James Ignatius McAuley said...

We also say the Office of the Paraclesis from August 1 to August 14. On the dormition, some Churches even have a burial shroud of the Theotokos.

Православный физик said...

For the vast majority of the faithful, we follow the fast the best that we can within reason. In the Russian tradition at least (of which I am) we have the burial of the Theotokos on the eve of the feast. Greek and Antiochian traditions pray the Paraklesis of the Theotokos during this time where we pray for the living.

Anon at 909 AM, At least at my parish, the vast majority follow the fast strictly. The funny thing is that it'd not that big of a deal when it becomes a part of one's praxis. I don't dread fasting season in the same way from when I was a western Christian.

In a rare disagreement with Father, I actually think the West does need this fasting period time. Especially for what you guys are going through with the clergy scandals and the sexual abuse. These kinds of demons will be driven out with fasting and prayer.

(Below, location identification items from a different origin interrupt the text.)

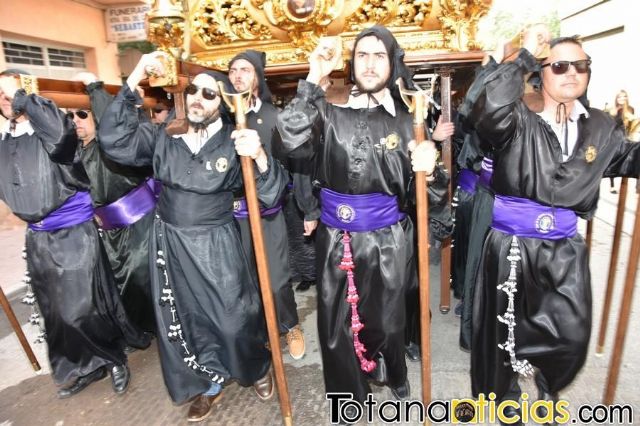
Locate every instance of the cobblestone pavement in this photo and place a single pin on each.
(29, 399)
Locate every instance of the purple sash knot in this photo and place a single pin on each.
(76, 210)
(129, 208)
(526, 218)
(359, 213)
(241, 209)
(467, 180)
(486, 171)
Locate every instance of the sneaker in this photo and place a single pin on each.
(295, 341)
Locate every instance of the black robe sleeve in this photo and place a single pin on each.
(53, 129)
(122, 136)
(495, 113)
(626, 161)
(298, 122)
(100, 99)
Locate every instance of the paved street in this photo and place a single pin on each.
(28, 399)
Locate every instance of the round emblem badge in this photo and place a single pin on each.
(221, 164)
(392, 141)
(544, 223)
(345, 213)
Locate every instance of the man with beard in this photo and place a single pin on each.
(547, 167)
(246, 72)
(365, 242)
(44, 184)
(124, 201)
(209, 314)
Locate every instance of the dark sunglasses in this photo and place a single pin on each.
(561, 67)
(82, 115)
(208, 94)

When it comes to the schism, in all honesty, both sides are at fault for various reasons. I tend to think it's a bit of pot calling kettle black when the West accuses the Eastern Orthodox of being schismatic. While there are plenty of sinful problems in the East, the one thing that can be said is that there was not a destruction on Liturgical praxis and devotion.

rcg said...

Marc comes to read the blog comments. Not to praise them.

Anonymous was taught the language; and his profit from it is that he knows how to curse.

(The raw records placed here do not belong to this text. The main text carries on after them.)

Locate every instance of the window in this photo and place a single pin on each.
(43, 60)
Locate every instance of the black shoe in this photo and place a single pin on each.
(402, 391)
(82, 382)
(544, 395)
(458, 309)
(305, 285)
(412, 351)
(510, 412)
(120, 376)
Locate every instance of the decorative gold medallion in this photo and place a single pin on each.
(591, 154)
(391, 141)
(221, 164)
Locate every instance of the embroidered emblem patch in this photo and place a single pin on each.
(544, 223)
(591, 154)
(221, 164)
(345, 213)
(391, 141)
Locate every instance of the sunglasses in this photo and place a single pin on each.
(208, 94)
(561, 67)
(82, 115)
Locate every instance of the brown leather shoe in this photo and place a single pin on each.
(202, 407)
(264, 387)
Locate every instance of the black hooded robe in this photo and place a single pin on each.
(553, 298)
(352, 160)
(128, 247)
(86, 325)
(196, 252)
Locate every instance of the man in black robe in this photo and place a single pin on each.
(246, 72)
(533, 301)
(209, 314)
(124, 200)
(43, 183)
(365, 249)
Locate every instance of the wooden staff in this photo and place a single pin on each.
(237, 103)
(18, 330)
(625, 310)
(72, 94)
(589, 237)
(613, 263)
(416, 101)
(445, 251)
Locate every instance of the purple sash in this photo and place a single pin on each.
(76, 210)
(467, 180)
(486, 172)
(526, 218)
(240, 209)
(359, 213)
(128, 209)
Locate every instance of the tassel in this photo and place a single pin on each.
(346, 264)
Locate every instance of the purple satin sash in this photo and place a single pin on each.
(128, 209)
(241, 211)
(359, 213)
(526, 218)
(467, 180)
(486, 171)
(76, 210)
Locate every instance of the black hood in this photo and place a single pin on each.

James Ignatius McAuley said...

Православный физик, One of the amazing things about the Byzantine Rite is the diversity within it. I have heard of the Greeks and Melkites using the Burial shroud and the tomb for the Theotokos on the 14th. I have never seen it in Ukrainian or Ruthenian Churches, though I believe there is a Moleben for the Theotokos said at this time. I, personally, do the office of the Paraclesis.

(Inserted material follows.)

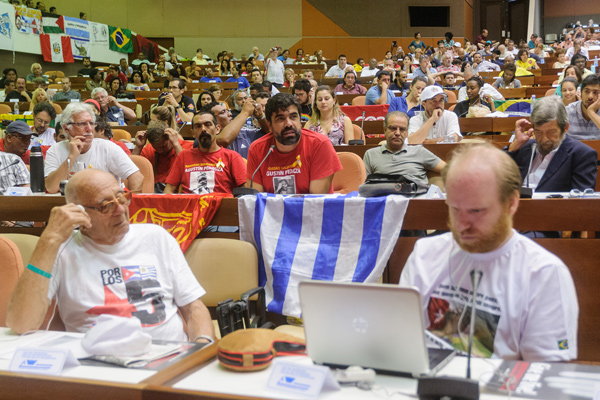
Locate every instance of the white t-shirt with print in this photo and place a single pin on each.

Newrome Press sells the Lamentations for the Theotokos. Some allege these to be a Latin innovation, but I have never seen anything like this in the pre or post Vatican II Roman rite books. This is true Byzantine devotional piety.

Here is a good line from it:

"The Precious Pearl of the Gospels is now stored within the secret treasury of God."

Having read the Six Books, Православный физик s, the Lamentations make theological sense.

In our Church, St Mary of the Dormition, we have an old painting from before World War 1 showing the apostles carrying the bier of our Lady and St. Michael out front holding his sword with Jephonias the Jewish priest on his knees holding up the bloody stumps where his hands were. The hands, of course, are still on the bier.

Thank you Father Allan, for your courtesy in allowing this sidebar between Byzantines. I remember serving mass in the 1980s on the morning before, St, Maximillian Kolbe, and then the next day, the Glorious Assumption!